A 2025 Guardian investigation found more than 760 rental listings in such settlements on Airbnb and Booking.com, generating income for Israeli hosts on what rights groups describe as "stolen Palestinian land." Many of the listings appeared under "Israel", concealing their true location in the West Bank. Human-rights organizations, including Amnesty International and Human Rights Watch, have denounced the practice, arguing that it helps normalize and finance illegal settlement activity. Booking.com is also the subject of a criminal complaint in the Netherlands alleging that it profited from property rentals in these territories in violation of international law.
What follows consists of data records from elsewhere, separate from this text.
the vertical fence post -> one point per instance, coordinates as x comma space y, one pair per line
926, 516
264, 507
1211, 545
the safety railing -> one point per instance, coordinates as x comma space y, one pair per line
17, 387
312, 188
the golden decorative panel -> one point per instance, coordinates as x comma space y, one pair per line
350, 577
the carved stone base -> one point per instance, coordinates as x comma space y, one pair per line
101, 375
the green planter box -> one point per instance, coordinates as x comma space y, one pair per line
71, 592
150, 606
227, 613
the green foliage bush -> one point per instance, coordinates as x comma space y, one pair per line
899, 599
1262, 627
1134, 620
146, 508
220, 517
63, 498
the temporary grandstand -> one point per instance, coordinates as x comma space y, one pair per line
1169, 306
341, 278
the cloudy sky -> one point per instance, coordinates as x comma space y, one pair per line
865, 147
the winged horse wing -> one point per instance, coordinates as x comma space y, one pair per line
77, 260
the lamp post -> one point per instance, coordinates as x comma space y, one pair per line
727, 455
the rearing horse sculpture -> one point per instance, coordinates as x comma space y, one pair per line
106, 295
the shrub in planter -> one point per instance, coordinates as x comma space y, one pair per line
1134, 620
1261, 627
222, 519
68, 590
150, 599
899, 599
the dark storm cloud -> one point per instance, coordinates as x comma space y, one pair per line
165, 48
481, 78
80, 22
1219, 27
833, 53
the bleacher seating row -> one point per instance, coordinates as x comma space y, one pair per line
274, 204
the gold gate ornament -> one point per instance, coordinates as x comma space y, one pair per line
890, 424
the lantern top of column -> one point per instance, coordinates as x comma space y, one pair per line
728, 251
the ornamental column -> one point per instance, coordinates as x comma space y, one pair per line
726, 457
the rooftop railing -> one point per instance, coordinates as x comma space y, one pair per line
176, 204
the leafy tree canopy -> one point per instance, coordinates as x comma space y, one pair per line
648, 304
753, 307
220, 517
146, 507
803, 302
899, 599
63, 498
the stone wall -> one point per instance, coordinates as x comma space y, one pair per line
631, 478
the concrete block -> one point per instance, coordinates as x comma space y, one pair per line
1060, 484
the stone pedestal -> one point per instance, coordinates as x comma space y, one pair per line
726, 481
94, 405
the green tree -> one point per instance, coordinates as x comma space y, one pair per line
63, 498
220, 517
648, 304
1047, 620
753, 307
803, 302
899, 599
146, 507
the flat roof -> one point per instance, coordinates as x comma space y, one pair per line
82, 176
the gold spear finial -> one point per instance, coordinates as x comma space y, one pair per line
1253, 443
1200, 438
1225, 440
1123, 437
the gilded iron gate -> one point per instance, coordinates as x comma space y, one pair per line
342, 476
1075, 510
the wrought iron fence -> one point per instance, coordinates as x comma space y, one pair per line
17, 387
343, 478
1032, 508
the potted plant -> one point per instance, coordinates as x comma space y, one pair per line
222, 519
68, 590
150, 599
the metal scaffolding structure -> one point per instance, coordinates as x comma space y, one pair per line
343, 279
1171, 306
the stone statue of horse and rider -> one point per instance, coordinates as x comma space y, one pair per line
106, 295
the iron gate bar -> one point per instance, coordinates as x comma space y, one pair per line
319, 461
Read more: Cyprus faces outcry over Israeli real estate surge, sovereignty fears
Housing market overhaul
Jørgensen said the forthcoming housing plan will also address the "financialization" of housing markets. "It is clear that when housing becomes a commodity, something that is used for speculation with no need to take into consideration the rest of the society, then of course that potentially causes problems," he said.
The commission is examining national models that require developers to reserve a portion of new projects for affordable homes and is considering loosening state-aid rules to allow governments to subsidize or offer tax breaks for social housing.
Several radical proposals are also under debate: Spain has suggested a 100 percent tax on property purchases by non-EU residents, while socialist lawmakers advocate banning foreign real-estate acquisitions altogether.
Jørgensen declined to name specific spending targets but hinted at the scale of ambition: "We are talking about very, very big numbers." He noted that recent budget revisions increased EU housing funds from €7 billion to €15 billion to help leverage private investment.
Housing summit
Commission President Ursula von der Leyen created the housing portfolio in 2024 to secure socialist backing for her second term, as the cost-of-living crisis dominated European politics. Last month, she called for "a radical overhaul of the way we tackle this issue" and announced plans for the first EU housing summit to keep housing "at the top of our agenda."
EU leaders are expected to debate the new strategy at their upcoming summit. While some governments stress that national housing markets vary widely, Jørgensen compared the crisis to the pandemic response: "So as it happened with the Covid crisis, when we stand in new situations we need to also redefine the role of the European Union," he said.